A year later, in 1863, during the October/November session, there was further debate. Two new factors gave the southerners grounds for hope. Wellington, Nelson and Marlborough members reached an understanding during a private meeting before the debate and the 1862 Representation Act had given an additional four seats to Otago. C.R. Carter, a self-taught successful contractor, one-time Chartist with, later, a penchant for world travel —and New Zealand book collecting—seems to have taken the initiative behind the scenes. Informal discussions had shown that most of the members on either side of Cook Strait were ‘far from indisposed to submit the rival claims of the two provinces to a species of arbitration’. 7 At a meeting at the Masonic Hotel on 11 November twelve members agreed that, in order to ensure the transfer of the Government to some suitable locality in ‘Cook’s Strait’, they would ‘forego their own provincial prepossessions, and submit to the final arbitrament of an independent tribunal...’. To this end,
... proper steps should be taken to request the Governments of New South Wales, Victoria, and Tasmania, to appoint a Commission consisting of three gentlemen,
unconnected with New Zealand, to take evidence and determine the site. One Commissioner to be appointed by each of the above named Governors. The full resolutions, as Carter explained, ‘never appeared in print’ but were embodied in a resolution put before the House by Domett on 20 November, except for the final provision which was withdrawn to ‘allow an address to the Governor to be subsequently introduced in its stead’. Carter gives an excellent summary of the debate, 8 amendments proposed and lost, personalities, the white anger of Stafford, who although a Nelson member was not a party to the agreement and known to be unwilling to rock the Auckland boat, the vital support of Fitzgerald, and final victory by 24 to 17 at two fifteen in the morning.
As Carter had said, the resolution, as carried in the Legislative Council nine days later, was to ‘leave the decision on a site for the seat of Government in some suitable locality on Cook’s Straits to the arbitrament of an impartial tribunal’. Dr David Monro, as Speaker, signed the copy of the resolution which was sent to Grey under the signature of Frederick Whitaker, Chief of the Executive and privately a strong Auckland supporter, with the suggestion that the Governors of three colonies would ‘readily lend their aid in the selection of such Commissioners’. The resolution had anticipated the steps necessary to implement the decision with the requisite financial authority to acquire a site and erect buildings for the offices of Government, meetings of the General Assembly and the Governor’s residence. 9 Grey was enjoined to exercise haste as ‘continued delay in the settlement of this question will only tend to keep alive those feelings of rivalry andjealousy between different parts of the Colony... which threaten at no distant period... [its] dismemberment.. .’.
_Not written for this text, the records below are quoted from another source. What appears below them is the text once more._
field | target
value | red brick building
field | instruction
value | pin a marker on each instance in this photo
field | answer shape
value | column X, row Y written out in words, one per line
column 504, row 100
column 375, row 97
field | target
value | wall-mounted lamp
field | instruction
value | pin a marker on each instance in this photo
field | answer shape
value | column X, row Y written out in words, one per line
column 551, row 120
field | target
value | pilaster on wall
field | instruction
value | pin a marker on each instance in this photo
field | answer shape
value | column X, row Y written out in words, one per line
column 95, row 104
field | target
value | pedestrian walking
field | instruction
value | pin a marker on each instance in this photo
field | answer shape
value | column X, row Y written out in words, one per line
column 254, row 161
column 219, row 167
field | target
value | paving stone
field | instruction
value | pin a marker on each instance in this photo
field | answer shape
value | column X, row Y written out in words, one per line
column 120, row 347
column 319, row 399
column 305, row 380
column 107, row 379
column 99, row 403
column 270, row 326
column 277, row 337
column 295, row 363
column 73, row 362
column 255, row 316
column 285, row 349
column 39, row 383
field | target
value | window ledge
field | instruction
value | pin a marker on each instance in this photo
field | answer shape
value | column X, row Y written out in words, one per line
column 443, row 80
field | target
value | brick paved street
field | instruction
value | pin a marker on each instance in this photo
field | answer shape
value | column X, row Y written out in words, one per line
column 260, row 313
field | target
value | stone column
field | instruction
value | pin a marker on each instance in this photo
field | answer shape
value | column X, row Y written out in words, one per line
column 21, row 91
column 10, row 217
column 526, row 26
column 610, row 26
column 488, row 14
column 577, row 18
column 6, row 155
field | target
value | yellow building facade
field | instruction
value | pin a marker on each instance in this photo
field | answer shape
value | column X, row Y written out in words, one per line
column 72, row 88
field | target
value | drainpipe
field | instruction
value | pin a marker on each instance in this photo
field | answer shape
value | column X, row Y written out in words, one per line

The Auckland reaction was to be expected, but the protest from Otago at this juncture was a little surprising. The Otago vote in the House was divided, five in favour and four against. 10 Now, in a printed memorial, Otago asked the Governor to ‘Suspend Taking Action... for the Removal of the Seat of Government... until after the next election’. The province’s grievances would not be remedied simply by the proposed change. It was claimed, by some convolution of thought, that in ‘making the Government of Auckland more difficult, the Removal will in Reality leave the Ministry less time to attend to the affairs of Otago’. It was, Otago considered, ‘exceedingly undignified’ to invoke the assistance of Governors of neighbouring colonies ‘to adjust a purely domestic affair...’. 11
To Auckland it was not merely undignified but ‘unconstitutional’. Whitaker’s friends in the Provincial Council, on 28 December, in a special session between Christmas and New Year,
considered a lengthy report from its own Seat of Government Committee. The principal recommendation was that an immediate address be sent to the three Governors concerned ‘protesting in the strongest terms against any interference on their part with the administration of the internal affairs of this Colony... such interference being unconstitutional and uncalled for’. There was an overt threat —any decision ‘must prove unsatisfactory to the greater portion of the population... [and] will never be acquiesced in by them!’. 12
Grey sensibly and politely waved aside the appeal while formally transmitting it with the invitations to the respective Governors to nominate individual commissioners. 13 The first choice of Sir John Young (New South Wales), was the State’s distinguished servant, Sir Edward Deas Thomson, who declined on health grounds. The availability of Joseph Docker, ‘a distinguished member of the Legislative Council’, was formally advised on 14 April. From Melbourne Governor C.H. Darling notified the willingness of Sir Francis Murphy to act, and Sir Thomas Gore Browne from Hobarttown, for whatever reason, took a little longer to decide and Ronald Campbell Gunn left Tasmania with his letter of introduction dated 20 June. 14 They were an interesting trio; all immigrant settlers with pastoral experience, two with medical training, and the third of strong scientific interest and knowledge; all with political and administrative background, but there the similarities ended.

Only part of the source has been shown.